The retired U.S. Coast Guard cutter Bramble (WLB-392), a WWII-era veteran of the Bikini tests and the historic 1957 voyage through the Northwest Passage left federal service in 2003. She then spent a quiet life as a museum ship in Port Huron, Michigan for years.

Then, in 2018 she was sold to a man who wanted to repeat the famous five-month trek of the U.S. Coast Guard Cutters Storis, SPAR and Bramble, along with the crew of the Canadian icebreaker HMCS Labrador from May to September of 1957.

He even hired a documentary film crew to cover the whole thing with the name “Bramble Reborn” 

The bad part is, Bramble’s new owner ran out of funds, and the ship was seized for debts run up with the Epic Shipyard in Mobile, Alabama and other creditors. She was sold at public auction for $80,000 on Wednesday, her future unknown.

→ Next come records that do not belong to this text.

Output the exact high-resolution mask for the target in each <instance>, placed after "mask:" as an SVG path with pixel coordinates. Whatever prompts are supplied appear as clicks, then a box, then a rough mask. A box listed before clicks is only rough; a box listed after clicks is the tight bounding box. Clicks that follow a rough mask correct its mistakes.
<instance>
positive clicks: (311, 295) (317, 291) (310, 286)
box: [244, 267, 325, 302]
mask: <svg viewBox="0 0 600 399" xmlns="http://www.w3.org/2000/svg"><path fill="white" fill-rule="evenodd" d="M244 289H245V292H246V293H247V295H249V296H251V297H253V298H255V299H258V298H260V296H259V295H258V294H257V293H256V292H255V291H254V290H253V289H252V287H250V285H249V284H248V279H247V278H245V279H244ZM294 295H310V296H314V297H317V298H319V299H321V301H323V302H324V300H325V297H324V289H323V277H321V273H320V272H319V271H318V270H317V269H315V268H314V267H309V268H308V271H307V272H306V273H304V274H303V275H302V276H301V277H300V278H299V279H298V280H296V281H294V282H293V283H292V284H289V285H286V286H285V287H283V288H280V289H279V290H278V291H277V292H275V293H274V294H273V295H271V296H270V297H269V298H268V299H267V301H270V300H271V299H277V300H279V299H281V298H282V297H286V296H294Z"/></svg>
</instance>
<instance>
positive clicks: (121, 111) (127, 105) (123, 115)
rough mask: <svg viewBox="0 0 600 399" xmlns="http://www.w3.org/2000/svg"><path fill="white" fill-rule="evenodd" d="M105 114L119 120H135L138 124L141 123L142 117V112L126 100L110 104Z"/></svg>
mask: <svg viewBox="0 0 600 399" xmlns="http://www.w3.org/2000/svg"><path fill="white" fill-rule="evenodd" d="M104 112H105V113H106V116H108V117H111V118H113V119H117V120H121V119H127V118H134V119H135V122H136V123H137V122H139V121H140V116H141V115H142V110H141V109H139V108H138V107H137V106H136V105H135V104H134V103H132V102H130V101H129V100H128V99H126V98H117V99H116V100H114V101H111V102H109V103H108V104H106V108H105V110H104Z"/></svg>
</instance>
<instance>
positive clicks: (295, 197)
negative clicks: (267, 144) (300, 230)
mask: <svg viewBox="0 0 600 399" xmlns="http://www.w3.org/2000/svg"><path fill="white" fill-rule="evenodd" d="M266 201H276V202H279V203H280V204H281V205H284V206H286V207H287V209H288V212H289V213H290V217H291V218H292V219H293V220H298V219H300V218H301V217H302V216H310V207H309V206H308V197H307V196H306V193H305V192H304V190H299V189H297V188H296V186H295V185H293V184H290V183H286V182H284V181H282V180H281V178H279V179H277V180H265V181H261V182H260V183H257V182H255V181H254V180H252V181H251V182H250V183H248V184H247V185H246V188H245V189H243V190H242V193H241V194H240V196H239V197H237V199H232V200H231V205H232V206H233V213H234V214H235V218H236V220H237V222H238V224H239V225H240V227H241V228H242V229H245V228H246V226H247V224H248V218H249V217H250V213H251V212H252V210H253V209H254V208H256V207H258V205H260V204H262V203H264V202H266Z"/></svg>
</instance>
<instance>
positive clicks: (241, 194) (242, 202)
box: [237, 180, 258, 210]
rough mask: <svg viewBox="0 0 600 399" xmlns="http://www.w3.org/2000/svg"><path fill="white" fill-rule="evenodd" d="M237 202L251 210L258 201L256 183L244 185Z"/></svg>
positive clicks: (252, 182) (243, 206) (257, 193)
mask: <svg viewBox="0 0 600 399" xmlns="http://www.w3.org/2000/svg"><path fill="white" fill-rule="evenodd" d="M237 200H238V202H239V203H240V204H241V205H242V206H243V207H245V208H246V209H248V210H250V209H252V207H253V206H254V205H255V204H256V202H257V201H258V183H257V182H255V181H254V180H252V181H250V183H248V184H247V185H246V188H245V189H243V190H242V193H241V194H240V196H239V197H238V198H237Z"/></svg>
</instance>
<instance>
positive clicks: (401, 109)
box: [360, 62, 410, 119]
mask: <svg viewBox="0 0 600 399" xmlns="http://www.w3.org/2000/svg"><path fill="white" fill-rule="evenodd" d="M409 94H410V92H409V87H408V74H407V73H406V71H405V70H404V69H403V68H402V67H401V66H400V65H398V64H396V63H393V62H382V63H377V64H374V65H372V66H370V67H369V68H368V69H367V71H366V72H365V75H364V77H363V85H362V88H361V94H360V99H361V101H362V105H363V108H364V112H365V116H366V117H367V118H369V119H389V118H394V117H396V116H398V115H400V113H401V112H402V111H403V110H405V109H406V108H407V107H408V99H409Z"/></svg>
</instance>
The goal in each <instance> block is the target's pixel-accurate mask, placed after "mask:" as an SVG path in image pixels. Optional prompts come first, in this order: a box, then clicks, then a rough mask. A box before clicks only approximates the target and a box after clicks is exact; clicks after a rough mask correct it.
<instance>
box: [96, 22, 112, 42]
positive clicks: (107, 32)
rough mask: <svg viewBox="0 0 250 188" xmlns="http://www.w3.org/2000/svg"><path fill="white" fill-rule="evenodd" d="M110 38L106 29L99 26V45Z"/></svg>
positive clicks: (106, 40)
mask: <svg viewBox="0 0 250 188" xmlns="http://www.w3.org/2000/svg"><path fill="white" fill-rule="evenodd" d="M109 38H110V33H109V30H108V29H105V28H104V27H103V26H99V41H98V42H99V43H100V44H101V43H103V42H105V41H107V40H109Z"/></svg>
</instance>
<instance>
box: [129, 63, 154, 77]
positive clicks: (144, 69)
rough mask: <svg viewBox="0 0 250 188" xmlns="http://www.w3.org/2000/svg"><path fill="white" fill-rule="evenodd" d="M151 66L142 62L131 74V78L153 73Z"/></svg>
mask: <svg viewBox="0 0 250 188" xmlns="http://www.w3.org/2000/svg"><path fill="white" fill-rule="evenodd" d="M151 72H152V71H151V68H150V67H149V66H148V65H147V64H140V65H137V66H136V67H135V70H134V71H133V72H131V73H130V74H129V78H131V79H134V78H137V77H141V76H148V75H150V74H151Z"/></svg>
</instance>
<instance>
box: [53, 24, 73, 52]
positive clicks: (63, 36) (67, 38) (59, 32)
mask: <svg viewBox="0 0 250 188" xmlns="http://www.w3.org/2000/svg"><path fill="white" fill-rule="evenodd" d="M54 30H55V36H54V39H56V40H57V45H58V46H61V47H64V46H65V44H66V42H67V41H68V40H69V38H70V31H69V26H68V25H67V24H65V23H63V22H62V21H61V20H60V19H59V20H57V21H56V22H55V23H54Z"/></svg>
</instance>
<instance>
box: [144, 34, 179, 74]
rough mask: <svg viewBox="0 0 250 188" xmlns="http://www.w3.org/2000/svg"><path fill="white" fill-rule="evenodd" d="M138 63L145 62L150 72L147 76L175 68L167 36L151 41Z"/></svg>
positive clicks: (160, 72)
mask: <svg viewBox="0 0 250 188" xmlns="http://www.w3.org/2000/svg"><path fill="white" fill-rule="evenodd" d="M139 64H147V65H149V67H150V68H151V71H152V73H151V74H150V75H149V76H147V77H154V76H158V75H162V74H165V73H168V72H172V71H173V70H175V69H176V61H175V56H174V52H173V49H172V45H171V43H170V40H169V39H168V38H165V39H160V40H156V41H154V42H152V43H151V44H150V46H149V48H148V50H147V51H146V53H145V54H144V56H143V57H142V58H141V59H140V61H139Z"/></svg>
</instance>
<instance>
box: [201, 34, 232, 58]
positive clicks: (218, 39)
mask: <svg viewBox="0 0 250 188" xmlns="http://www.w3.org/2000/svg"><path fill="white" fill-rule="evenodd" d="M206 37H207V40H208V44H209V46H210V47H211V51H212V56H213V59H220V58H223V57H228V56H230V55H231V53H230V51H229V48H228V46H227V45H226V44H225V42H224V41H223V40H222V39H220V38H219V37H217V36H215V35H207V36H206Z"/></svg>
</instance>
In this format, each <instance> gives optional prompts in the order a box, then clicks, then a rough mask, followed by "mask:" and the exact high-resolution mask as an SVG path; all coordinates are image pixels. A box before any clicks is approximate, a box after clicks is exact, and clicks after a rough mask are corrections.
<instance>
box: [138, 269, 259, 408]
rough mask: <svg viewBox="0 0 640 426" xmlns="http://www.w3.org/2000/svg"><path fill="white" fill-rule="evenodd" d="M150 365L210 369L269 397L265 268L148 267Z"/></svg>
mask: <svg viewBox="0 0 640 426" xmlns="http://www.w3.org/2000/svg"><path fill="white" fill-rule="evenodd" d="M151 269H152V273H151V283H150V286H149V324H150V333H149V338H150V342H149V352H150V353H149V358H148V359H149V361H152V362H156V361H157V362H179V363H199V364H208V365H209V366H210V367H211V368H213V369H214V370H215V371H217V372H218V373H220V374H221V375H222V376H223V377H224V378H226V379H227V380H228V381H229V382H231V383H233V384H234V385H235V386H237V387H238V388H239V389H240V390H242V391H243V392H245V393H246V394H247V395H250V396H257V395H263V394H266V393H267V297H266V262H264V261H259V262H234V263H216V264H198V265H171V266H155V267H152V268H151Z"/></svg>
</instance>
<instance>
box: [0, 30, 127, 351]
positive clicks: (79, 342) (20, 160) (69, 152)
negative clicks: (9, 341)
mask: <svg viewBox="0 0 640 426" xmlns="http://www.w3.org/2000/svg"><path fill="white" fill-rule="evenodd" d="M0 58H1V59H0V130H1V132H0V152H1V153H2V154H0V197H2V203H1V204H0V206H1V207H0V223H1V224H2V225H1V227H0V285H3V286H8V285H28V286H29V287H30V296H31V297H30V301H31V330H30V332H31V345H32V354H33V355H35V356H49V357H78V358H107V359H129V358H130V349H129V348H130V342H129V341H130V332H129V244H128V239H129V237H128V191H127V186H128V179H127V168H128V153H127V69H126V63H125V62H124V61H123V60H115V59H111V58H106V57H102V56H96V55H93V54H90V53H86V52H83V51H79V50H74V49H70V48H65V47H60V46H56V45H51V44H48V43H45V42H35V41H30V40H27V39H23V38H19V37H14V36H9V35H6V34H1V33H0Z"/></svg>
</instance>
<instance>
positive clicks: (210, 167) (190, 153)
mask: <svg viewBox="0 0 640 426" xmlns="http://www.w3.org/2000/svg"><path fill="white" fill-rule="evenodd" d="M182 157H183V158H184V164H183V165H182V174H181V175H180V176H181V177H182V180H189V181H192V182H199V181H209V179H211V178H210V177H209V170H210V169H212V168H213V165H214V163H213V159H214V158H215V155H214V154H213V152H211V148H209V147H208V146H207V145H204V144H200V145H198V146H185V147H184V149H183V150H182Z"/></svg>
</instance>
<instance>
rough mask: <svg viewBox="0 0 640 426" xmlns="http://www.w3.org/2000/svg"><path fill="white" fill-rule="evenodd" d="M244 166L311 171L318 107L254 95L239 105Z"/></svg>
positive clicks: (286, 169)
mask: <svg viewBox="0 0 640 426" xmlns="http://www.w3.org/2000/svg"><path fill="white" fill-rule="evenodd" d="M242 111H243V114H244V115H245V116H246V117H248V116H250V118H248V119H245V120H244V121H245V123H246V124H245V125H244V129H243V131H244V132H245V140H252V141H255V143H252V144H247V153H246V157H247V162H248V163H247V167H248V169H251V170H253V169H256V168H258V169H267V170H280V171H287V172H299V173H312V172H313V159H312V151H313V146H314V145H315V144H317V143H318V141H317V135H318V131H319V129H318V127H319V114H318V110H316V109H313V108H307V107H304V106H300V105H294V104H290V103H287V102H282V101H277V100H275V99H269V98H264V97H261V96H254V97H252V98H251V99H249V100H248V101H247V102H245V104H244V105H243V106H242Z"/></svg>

Tragically, the U.S. Coast Guard Historian’soffice had put the ship’s 1944-dated bell in safekeeping when she was decommissioned in 2003 and only returned it to the museum in 2014. Now, it may be gone, along with the vessel, for good.

B-427

The LA Times reports that the former Soviet SSK B-427, which has been part of three different maritime museums since she was decommissioned in 1994 and is currently docked adjacent to the Queen Mary in Long Beach, “is expected to be sold soon to an anonymous buyer, with plans to remove the rusting sub by mid-May. The 48-year-old Russian Foxtrot-class submarine, known as the Scorpion, had hosted paying visitors for 17 years before it fell into such disrepair that it became infested with raccoons and was closed to the public in 2015.”

Oregon relics

Battleship Oregon in the Willamette River in Oregon, 20 April 1941, after she was, ironically, preserved whole as a museum ship since 1925. 

In a (possibly) bright spot, the 20-foot-high smokestacks of the old USS Oregon (Battleship No. 3) have been stored on private property for nearly a decade at the Zidell Yards in South Waterfront. An effort is being made to install them in Portland’s Tom McCall Waterfront Park, where the Spanish-American War/Great War vessel’s mast has stood since 1956. However, the plan seems to be faltering.

A proposed design for adding the USS Oregon’s smokestacks to its memorial (which currently features just the mast) at Portland’s Tom McCall Waterfront Park. (Courtesy of Oregon Maritime Museum)

Hopefully, they will find a home there. If not, they too could go to the scrapper.